We’ve already kissed twice. But both times, we were drinking. There are times that we would look at each other’s eyes as if we have a deeper understanding of something. He told me that he loves me, and I may be gullible to believe him. I like him but I also know that this is wrong.

He has been around for so long. I know I love him as the JB who has been part of our lives. I want us to spend times like we used to. I don’t want to avoid him. But I can’t deny that I look forward to our stolen moments. -Jennifer

CHICO SAYS... The only thing that’s technically wrong in this equation is that he’s still married. Never mind that his marriage is on the rocks, he’s still married. To say that you can pounce when their marriage is in trouble, is like saying you can bury alive a person who is gravely ill. The whole thing about him being your “little brother” is just a label you attached to him, it means nothing, really. If you guys really love each other, one being the younger brother's best friend is a minor bump to hurdle over. But that isn’t really the problem.
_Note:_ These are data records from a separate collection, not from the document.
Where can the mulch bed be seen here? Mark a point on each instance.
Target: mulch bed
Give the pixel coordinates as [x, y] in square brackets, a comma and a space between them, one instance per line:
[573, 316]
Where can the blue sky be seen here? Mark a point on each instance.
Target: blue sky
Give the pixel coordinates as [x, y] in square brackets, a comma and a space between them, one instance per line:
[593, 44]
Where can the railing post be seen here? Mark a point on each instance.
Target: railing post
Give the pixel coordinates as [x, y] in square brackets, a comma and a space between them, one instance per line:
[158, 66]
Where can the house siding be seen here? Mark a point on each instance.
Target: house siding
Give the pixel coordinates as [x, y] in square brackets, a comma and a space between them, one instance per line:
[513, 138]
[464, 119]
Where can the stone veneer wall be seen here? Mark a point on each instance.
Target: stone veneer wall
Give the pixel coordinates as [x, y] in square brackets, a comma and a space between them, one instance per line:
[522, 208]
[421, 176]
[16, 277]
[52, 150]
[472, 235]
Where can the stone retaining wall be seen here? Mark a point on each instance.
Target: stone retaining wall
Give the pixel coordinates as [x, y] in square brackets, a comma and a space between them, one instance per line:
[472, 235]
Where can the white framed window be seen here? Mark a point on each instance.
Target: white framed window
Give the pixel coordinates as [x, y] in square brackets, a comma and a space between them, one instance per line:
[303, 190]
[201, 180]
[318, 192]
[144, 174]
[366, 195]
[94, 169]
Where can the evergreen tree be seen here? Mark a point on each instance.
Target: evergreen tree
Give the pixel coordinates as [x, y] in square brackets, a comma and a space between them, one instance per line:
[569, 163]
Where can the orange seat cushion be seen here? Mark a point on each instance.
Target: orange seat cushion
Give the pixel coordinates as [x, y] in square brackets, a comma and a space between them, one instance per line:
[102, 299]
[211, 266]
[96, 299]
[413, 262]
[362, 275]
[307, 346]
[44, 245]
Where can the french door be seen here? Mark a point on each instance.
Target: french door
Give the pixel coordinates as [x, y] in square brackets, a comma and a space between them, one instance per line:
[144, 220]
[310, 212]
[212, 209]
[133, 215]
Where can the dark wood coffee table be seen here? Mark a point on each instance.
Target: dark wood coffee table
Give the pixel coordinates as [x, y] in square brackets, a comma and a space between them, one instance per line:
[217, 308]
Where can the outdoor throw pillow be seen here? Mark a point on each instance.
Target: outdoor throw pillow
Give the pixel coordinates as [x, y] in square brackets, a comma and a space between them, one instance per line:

He’s married, and unless you consider marriage as no more than a trinket you wear on your finger to satisfy society’s moral prissiness, I suggest you back off. As far as I’m concerned, marriage is still a legally binding contract. True, they’re probably on the verge of foundering in these rough seas called the “for worse” parts of the marriage, but you have to give them a fighting chance. Besides, if you decide to take your chances with a guy who’s been caught cheating on his wife, and who’s been canoodling with you as well, what makes you think he will magically turn faithful once he’s “committed” to you? If you get together, and what if, during your rough patches, he decides to hook up with other women, would you still feel as progressive with your relationship as you do now? It’s your eggs in his basket, not ours.

DELAMAR SAYS...The history of this guy doesn’t look good. He’s been caught cheating on his wife. Obviously, he doesn’t have a strong sense of faithfulness and commitment to one woman. Right now, you two are not ‘official’ and things are on the down low so he can have his fun with you with no commitment. That may be exciting but to be honest, I don’t think this will be enough for you in the long run. It’s cute. It’s exciting. It’s illicit. But I don’t think this will have any kind of happy ending, if you will. He’s a player. He’s a cheater. And you might be looking forward to the fun right now but I don’t think you’ll be very happy when you allow yourself to fall in love and you realize that he cannot be faithful to you.

My opinion? It feels good to have this ‘thing’ with him right now. But it’s the kind of thing that’ll bite you in the end. I’m not sure if you’ll listen to my advice because you’re having way too much illicit fun but here it is anyway: Drop this right now before you get hurt. This is a dead-end romance. Don’t waste your time or your feelings on someone who’ll most likely just play with them.

GINO SAYS... I know it must feel nice since stolen moments equate to adventure and it gives you a certain high, knowing that you could get caught at any moment. It’s all fun and games while that’s the case but sooner or later you will get caught. Then the fun disappears and then reality kicks in. You’ve just aided in destroying a marriage, even if it was already on the rocks and you’ll forever be branded as an adulterer. Even if you do end up together, chances are he’ll cheat on you too, then you'll know what it feels like to be his wife.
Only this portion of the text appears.